The problem with America worrying about the existential risks of AI is that losing the race to AI is also an existential risk. If we invest correctly in the future (not just Artificial Intelligence but also solar and supercomputers) while providing enough infrastructure projects and social safety nets to keep afloat those displaced (hopefully temporarily) by our transition into the Digital Age, the country shouldn’t fall behind China or any other state. Of course, we’re so politically confused and toxic right now that such a scenario seems possible though not plausible. If China should win this arms race and Space Race rolled into one, the authoritarian nation will have the military heft and soft power to shape the world.

Daniel Kliman and Harry Krejsa worry about this dark potential in “Is China Leaping Past Us?” a Politico piece about this Sputnik Moment 2.0:

Its companies are attempting to acquire U.S. firms in key advanced technology sectors like semiconductor development and manufacturing. Chinese corporations have also opened research centers in the United States to tap American talent, and made early-stage investments in American startups focused on cutting-edge technologies like artificial intelligence and robotics. A small Silicon Valley venture might find access to their intellectual property a minor price to pay for a game-changing capital infusion.
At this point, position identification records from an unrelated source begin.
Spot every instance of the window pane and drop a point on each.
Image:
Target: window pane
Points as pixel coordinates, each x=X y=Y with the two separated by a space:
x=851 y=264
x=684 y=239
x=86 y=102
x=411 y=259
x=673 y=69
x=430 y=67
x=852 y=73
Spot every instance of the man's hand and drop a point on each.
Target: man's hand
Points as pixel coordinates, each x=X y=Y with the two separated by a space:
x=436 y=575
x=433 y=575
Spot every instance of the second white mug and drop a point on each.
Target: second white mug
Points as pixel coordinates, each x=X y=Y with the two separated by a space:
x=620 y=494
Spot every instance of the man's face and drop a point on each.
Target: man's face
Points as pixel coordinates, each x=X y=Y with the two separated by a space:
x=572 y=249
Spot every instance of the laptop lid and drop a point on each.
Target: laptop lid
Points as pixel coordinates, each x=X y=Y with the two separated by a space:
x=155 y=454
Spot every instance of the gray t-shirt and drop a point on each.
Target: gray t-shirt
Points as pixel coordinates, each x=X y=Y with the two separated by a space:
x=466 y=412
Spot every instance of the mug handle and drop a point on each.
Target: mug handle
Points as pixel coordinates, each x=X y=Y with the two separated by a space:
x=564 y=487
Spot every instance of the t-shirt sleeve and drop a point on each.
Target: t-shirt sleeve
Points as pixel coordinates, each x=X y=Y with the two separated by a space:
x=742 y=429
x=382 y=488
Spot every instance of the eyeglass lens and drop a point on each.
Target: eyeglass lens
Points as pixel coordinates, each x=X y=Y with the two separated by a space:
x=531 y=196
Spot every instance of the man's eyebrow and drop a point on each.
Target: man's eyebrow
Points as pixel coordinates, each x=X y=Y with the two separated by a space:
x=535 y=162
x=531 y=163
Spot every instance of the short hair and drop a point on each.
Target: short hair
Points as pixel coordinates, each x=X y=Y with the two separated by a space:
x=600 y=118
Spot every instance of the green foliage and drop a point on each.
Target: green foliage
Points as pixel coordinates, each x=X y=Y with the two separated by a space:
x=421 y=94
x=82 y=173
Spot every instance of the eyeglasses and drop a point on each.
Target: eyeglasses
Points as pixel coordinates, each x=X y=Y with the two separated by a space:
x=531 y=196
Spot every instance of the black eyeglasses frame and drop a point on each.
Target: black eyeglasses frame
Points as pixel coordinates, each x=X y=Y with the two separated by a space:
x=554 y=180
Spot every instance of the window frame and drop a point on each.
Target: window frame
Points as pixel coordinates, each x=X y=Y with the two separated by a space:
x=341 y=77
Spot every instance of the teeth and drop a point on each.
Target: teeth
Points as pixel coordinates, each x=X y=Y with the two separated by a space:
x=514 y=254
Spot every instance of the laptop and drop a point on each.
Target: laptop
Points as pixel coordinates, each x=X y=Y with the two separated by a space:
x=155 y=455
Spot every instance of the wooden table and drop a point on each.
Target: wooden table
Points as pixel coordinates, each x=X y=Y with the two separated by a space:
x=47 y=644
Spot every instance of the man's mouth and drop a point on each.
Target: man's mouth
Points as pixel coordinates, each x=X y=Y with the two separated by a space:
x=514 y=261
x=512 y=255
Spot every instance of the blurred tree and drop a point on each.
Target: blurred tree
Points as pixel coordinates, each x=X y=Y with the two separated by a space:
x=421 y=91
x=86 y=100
Failing to address China’s efforts to acquire U.S. technology will have far-reaching consequences. The Commission on the Theft of American Intellectual Property estimates that piracy, theft, and counterfeiting by China costs the U.S. economy between $225 billion and $600 billion a year, or up to 3 percent of the entire U.S. GDP. In the long term, the costs only grow more daunting. If scientific advances in quantum communications, artificial intelligence, biotechnology, energy, and battery technology increasingly move to China, so will the future industries – and jobs – that will accompany them. Moreover, future U.S. military advantage depends on America’s continued technological leadership. If China outpaces the United States in innovation, loss of America’s military edge in the Asia-Pacific, if not globally, could follow.•

No matter who is the victor, or if several nations are, the future we’re creating is a machine that will swallow up our privacy and attempt to quantify, surveil and commodify us ceaselessly. And no one will be able to hop over the sensors or hit an OFF switch. In a smart New York Times op-ed “These Are Not the Robots We Were Promised,” Nicholas Carr believes our warm welcome of these nascent ambient technologies, as the robots become shapeless and ubiquitous, speaks to our narcissism, which is certainly so. But I think it may be more than that. Religion may have declined, but our fear of being alone on a spinning, jagged rock remains as strong as ever.

An excerpt:

Although they may not look like the robots we envisioned, smart speakers do have antecedents in our cultural fantasy life. The robot they most recall at the moment is HAL, the chattering eyeball in Stanley Kubrick’s sci-fi classic 2001: A Space Odyssey. But their current form — that of a stand-alone gadget — is not likely to be their ultimate form. They seem fated to shed their physical housing and turn into a sort of ambient digital companion. Alexa will come to resemble Samantha, the “artificially intelligent operating system” that beguiles the Joaquin Phoenix character in the movie “Her.” Through a network of speakers, microphones and sensors scattered around our homes, we’ll be able to converse with our solicitous A.I. assistants wherever and whenever we like.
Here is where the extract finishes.